In order to effectively cross sell, financial institutions must push to become their customers' primary financial institution.  According to new research from RFi Group that is featured in the Financial Brand, this hinges on four factors:

  • Frequent Utilization - Pushing to be the provider that the consumer transacts with most often
  • Recurring Payments - Consumers use their PFI to pay regular bills, with online/mobile bill pay serving a crucial role in establishing an institution as the PFI.
  • Brick & Mortar Convenience -  While usage of branches and ATMs is in decline, consumers "continue to value a bank's physical presence and the ability to interact face-to-face if necessary." When consumers were asked about the criteria used to choose their PFI, branch convenience ranked 1st and nearby ATMs ranked 6th. 
  • Loyalty/Longevity - Consumers identify the institution they have been using the longest as their PFI. By reducing attrition, financial institutions will more likely be identified as the PFI and improve their success in cross-selling.

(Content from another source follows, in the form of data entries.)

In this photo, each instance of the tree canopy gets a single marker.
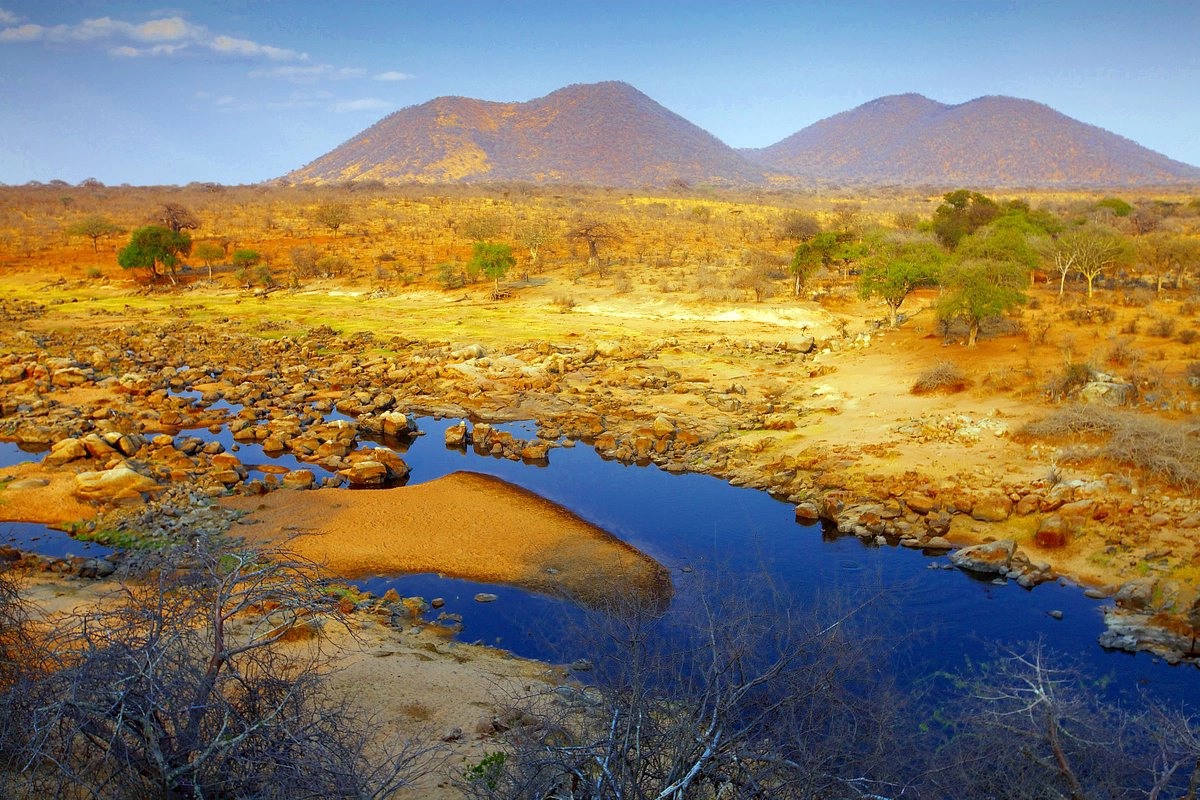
(155, 246)
(899, 269)
(493, 259)
(979, 289)
(94, 227)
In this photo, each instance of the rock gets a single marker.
(367, 474)
(298, 479)
(65, 451)
(1137, 594)
(1103, 392)
(991, 506)
(120, 482)
(457, 435)
(1053, 531)
(27, 483)
(919, 503)
(991, 557)
(807, 512)
(535, 451)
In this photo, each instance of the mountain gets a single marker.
(605, 133)
(910, 139)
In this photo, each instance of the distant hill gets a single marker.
(605, 133)
(910, 139)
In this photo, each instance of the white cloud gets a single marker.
(166, 36)
(310, 73)
(29, 32)
(363, 104)
(232, 46)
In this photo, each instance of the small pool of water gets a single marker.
(34, 537)
(13, 452)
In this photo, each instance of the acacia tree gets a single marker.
(95, 228)
(594, 233)
(979, 289)
(153, 246)
(1165, 252)
(898, 271)
(209, 252)
(493, 259)
(810, 256)
(533, 238)
(181, 689)
(1098, 250)
(175, 217)
(331, 215)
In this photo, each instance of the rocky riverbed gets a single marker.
(117, 407)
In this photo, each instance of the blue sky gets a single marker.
(241, 91)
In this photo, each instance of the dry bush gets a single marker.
(945, 377)
(1162, 449)
(1073, 377)
(1073, 421)
(1122, 352)
(1163, 328)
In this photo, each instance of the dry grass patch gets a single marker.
(945, 377)
(1161, 449)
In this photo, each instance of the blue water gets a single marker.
(12, 453)
(702, 528)
(35, 537)
(705, 530)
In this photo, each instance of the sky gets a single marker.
(239, 91)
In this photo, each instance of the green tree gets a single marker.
(209, 252)
(155, 246)
(331, 215)
(1164, 252)
(961, 214)
(810, 256)
(94, 227)
(979, 289)
(246, 258)
(493, 259)
(893, 274)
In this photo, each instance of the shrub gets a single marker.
(450, 276)
(1163, 328)
(943, 377)
(1071, 378)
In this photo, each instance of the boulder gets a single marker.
(1137, 594)
(65, 451)
(535, 450)
(457, 435)
(120, 482)
(367, 474)
(990, 558)
(298, 479)
(991, 506)
(1053, 531)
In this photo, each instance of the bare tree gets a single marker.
(747, 703)
(185, 690)
(177, 217)
(594, 233)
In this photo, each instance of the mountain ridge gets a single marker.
(612, 134)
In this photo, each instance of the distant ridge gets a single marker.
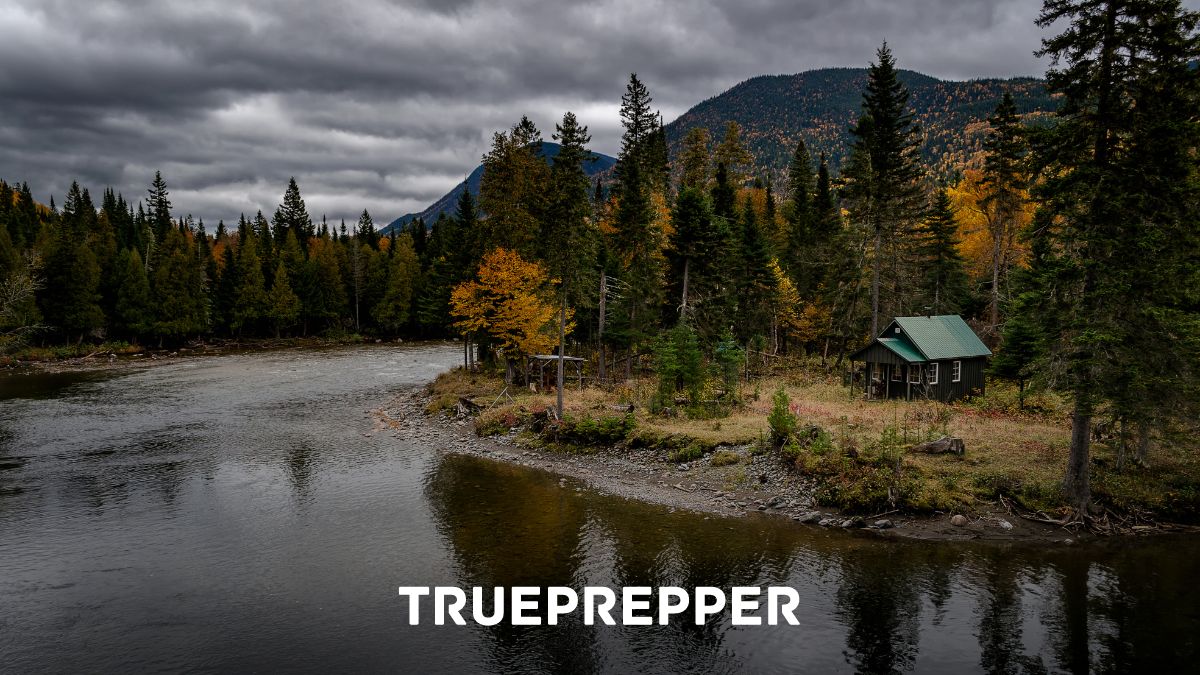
(822, 105)
(448, 202)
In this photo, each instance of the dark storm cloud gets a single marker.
(385, 105)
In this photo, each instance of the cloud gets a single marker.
(387, 105)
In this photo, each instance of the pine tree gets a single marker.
(755, 282)
(945, 275)
(567, 238)
(637, 237)
(1005, 184)
(695, 159)
(159, 205)
(882, 180)
(323, 292)
(733, 154)
(393, 311)
(133, 312)
(724, 195)
(282, 304)
(292, 215)
(177, 285)
(797, 256)
(639, 124)
(1117, 191)
(250, 300)
(513, 191)
(696, 255)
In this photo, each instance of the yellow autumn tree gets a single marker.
(989, 244)
(510, 304)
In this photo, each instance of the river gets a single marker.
(237, 513)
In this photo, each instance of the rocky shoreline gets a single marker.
(769, 491)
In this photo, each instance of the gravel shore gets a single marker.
(757, 488)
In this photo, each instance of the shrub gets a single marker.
(594, 431)
(781, 418)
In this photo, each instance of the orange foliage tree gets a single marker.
(510, 304)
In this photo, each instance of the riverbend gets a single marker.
(251, 513)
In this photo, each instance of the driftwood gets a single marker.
(946, 444)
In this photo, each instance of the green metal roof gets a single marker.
(900, 347)
(939, 336)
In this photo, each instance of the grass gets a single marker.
(858, 451)
(61, 352)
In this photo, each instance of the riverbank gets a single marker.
(759, 488)
(857, 473)
(121, 354)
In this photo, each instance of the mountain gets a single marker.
(448, 202)
(822, 105)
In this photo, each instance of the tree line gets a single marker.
(1074, 250)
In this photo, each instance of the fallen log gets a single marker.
(946, 444)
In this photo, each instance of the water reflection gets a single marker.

Another key factor in keeping customers and growing their profitability is digital engagement. RFi found that digital engaged customers hold more products with their primary financial institution. A highly digitally engaged customer has 4.4 products with their main bank, compared with only 2.7 for the digitally unengaged:


Payments Predictions For 2016

Mobile apps will kill countertop checkout, contextual commerce — placing buy buttons in places consumers visit with an interest in buying — will redefine the impulse buy and consumers will continue to flock to Amazon unless other retailers reduce the friction in their checkout process. Karen Webster makes these predictions in a piece for PYMNTS.com titled "The Six Things That Will Define Payments In 2016." Webster notes that retailers are putting up too many roadblocks that are driving buyers into Amazon's arms. "For sites that consumers visit for the first time, the information that’s asked of them before they’re allowed to pay for things is mind-numbing in some cases ... (This is) done because the merchant wants to capture consumer data. Consumers aren’t given the opportunity to checkout as a guest in these situations and then reestablish account credentials once the transaction is done." Webster also forecasts a wave of consolidation in the payments industry.